MO: I think you’re exactly right about that. It’s important to remember that back in the 1960s, we think of it as this fun time, but people were genuinely scared in the 60s. They were scared that Vietnam was going to lead to WWIII, they were scared that the Cold War would lead to nuclear Armageddon. We were, as a nation, genuinely afraid. Star Trek was a beacon of hope that said if we’re smart, if we’re ethical, if we use our brains, we can have a better tomorrow. We can tour the stars and we can have a better world. I think that message is as powerful today and as important today as it was back then.
It’s said that the closer you look at some things sometimes, in some ways it’s easier to love and in some ways it’s harder to love. You guys have looked at Star Trek more closely than almost anybody there’s ever been, and I’m wondering how that love is sustained. What does this show and all that it represents continues to mean to you personally?
DO: When dealing with the Roddenberry Vault our love for Star Trek has deepened in ways that we didn’t think possible.
We love Star Trek, we love what Star Trek means, and we think of it as a family.

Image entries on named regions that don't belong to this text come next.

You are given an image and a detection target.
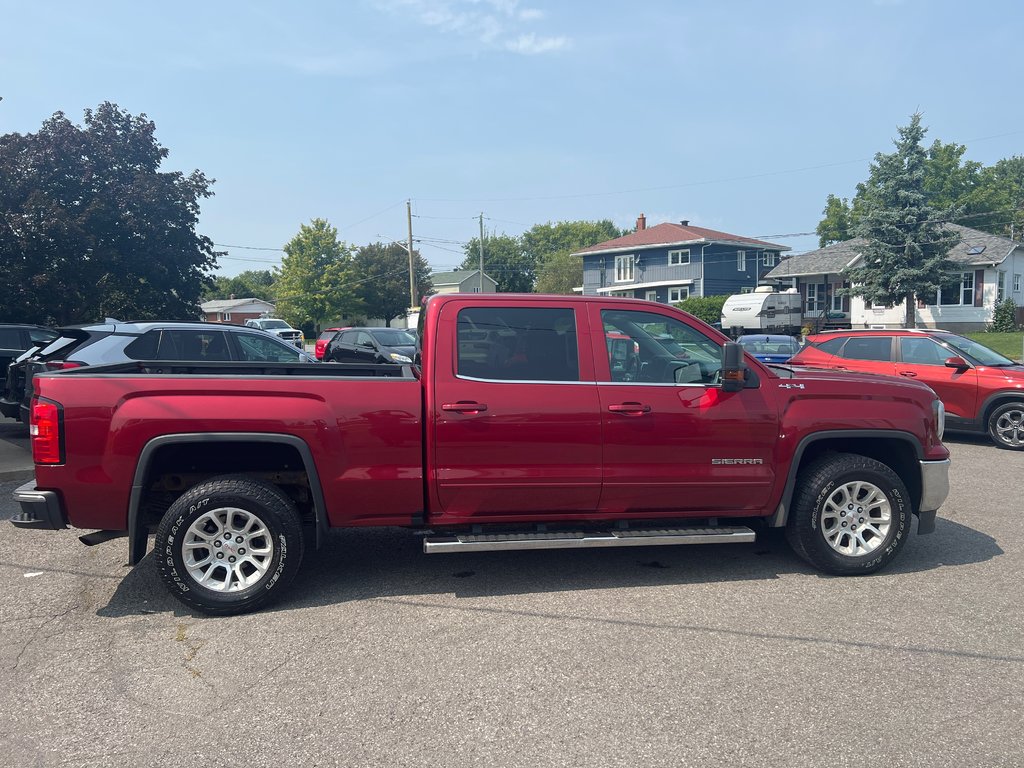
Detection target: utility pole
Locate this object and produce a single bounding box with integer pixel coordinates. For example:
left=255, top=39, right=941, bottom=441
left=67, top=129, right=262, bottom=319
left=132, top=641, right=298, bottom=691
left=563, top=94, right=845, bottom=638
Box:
left=480, top=212, right=483, bottom=293
left=406, top=200, right=419, bottom=309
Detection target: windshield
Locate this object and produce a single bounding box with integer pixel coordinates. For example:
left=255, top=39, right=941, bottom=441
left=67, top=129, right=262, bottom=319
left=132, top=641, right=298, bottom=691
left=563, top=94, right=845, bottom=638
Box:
left=935, top=334, right=1017, bottom=367
left=374, top=328, right=416, bottom=347
left=739, top=336, right=800, bottom=354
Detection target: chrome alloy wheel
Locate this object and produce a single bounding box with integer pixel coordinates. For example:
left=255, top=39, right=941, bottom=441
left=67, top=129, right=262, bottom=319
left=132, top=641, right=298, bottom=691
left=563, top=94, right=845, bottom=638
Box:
left=181, top=507, right=273, bottom=592
left=993, top=408, right=1024, bottom=447
left=821, top=481, right=892, bottom=557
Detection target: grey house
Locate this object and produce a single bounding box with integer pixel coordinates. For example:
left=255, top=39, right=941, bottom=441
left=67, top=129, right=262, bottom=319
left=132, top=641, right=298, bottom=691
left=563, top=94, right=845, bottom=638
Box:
left=573, top=214, right=790, bottom=304
left=765, top=224, right=1024, bottom=333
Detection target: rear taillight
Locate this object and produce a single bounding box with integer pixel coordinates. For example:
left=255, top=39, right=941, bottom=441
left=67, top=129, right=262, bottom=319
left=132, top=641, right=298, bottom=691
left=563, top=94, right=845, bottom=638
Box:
left=46, top=360, right=85, bottom=371
left=29, top=397, right=63, bottom=464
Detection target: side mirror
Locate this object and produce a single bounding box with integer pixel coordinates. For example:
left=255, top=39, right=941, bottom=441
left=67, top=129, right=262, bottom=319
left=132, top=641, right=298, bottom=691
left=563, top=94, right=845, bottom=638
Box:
left=722, top=341, right=746, bottom=392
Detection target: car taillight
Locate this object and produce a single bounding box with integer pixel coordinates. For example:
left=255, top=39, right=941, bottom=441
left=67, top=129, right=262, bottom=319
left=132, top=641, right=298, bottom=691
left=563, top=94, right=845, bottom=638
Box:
left=29, top=397, right=63, bottom=464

We really need to be together, all of us, treat each other with kindness, with hope and optimism for the future, and we need it today, right now, more than ever.
MO: Denise and I have worked on a lot of Star Treks with most of the production companies, but we did not work on the original series, so looking at this material – not just at what the actors did, but the set design, the visual effects, the costumes, at the lighting – you got a better feeling of the extraordinary artistry these people put in, particularly under such tight conditions, short schedules and minuscule budgets. To be able to create a vision of a world of tomorrow that applies to today it’s an enormous amount of respect for what Gene Roddenberry and all of the people did.
We came away in awe of what these people did to create the original Star Trek.